DARREN MARSH


abstract paint
© Darren Marsh abstract paint

The human nervous system is constantly evolving and being reshaped. We are visually bound and stimulated daily without always fully understanding the content or meaning behind what we are absorbing. Technology is often used as a medium over meaning, and is accompanied by a perpetual drive in today's society for the instant and the new.

Painting is a slow medium caught up in an ever increasing world of sophisticated visual stimuli. However, painting can provide us with a reason to pause, reflect and to find value. With painting we are required to keep coming back to the work and to take our time.

Absolute uncertainty is a starting point for each of my paintings. I use no visual source material and have no preconception of what the finished piece will be or its aesthetic. My interest is in the process, the physicality of paint and the expressivity associated with the creative act. Spontaneity, random interference, intuition and the freedom of not knowing what is to come, generate a fine balance between disorder and control, chaos and harmony.

Each work undergoes an extensive transformation from its point of departure. Paint is applied layer upon layer, scraped back, reworked and reapplied. Disassociated marks grow into association, corrections and amendments begin to reveal themselves in the painting surface; evidence of revisions and rejections that have heightened and subdued the importance of individual areas. It is this process of working that allows the form of a painting to gradually emerge until it finally becomes congruent with itself.

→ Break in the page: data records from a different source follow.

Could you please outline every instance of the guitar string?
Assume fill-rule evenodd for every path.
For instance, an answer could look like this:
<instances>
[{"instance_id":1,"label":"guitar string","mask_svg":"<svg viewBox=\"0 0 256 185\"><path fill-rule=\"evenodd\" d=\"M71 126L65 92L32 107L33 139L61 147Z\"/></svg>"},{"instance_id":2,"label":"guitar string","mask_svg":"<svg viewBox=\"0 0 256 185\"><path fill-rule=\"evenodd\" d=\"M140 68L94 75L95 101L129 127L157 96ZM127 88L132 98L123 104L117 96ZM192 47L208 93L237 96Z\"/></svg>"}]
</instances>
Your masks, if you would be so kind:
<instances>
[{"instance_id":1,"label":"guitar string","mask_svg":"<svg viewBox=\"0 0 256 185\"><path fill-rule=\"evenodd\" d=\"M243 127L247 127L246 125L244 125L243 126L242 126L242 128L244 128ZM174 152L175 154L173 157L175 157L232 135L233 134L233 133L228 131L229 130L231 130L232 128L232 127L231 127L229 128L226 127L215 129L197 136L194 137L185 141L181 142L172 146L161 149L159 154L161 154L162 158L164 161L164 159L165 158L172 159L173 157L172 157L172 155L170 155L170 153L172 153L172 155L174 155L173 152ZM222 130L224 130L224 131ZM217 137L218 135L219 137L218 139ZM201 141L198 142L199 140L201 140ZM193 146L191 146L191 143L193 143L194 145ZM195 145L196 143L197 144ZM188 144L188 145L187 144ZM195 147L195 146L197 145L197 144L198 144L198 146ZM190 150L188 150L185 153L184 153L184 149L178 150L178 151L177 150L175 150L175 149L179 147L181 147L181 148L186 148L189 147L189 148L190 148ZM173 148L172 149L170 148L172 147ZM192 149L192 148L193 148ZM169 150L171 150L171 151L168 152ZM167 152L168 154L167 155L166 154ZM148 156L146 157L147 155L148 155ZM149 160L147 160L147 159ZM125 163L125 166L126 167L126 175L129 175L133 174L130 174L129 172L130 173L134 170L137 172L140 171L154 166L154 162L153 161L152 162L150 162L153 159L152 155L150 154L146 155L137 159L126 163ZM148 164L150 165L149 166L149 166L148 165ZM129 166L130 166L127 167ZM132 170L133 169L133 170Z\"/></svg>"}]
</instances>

I use abstraction to place the viewer outside of the physical real and our everyday perception of things. The painted surface is a site of expression without a need to represent real world objects. The painting references itself as an object of contemplation open to interpretation and acts as an invitation for the viewer to make their own connection.

Darren Marsh, 2008

'We think our actions express our decisions. But in nearly all our life, willing decides nothing. We cannot wake up or fall asleep, remember or forget our dreams, summon or banish our thoughts, by deciding to do so... Our acts are end points in a long sequence of unconscious responses.' - Gray, Straw Dogs, pg. 69 (Granta 2002).